The desirability of reducing both 1/f noise and reset noise has led to the practice of correlated double sampling signal recovery. In this technique the signal on the floating element is sampled twice. First, at a time when charge dependent on reset noise, but not signal, is present in the potential well induced "under" the floating element and, second, at a time when charge dependent on reset noise and signal is present in the potential well. Each sample pair is differentially combined so as to substantially reduce the reset noise and thereby generate samples which depend substantially only on the signal.
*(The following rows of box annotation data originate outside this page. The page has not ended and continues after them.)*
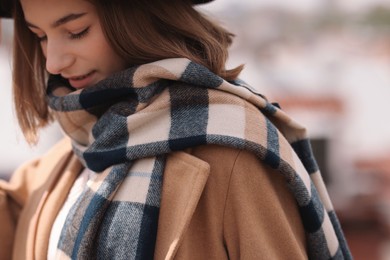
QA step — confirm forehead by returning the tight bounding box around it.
[20,0,96,23]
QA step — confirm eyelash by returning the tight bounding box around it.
[37,27,89,42]
[69,27,89,40]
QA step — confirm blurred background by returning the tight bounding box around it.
[0,0,390,260]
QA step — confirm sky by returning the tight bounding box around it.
[203,0,390,12]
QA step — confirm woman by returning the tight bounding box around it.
[0,0,351,259]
The FET amplifier induced 1/f noise is also substantially reduced by the differential combining process since it is slowly varying and has substantially the same magnitude during the first and second sample time periods. Correlated double sampling becomes less practical as its sampling rates increase. The width and spacing of the sampling pulses are reduced towards the limits imposed by the time required for charge settling under the floating element. As clock rates rise to more than a few megahertz, the correlated double sampling technique becomes progressively more difficult to employ.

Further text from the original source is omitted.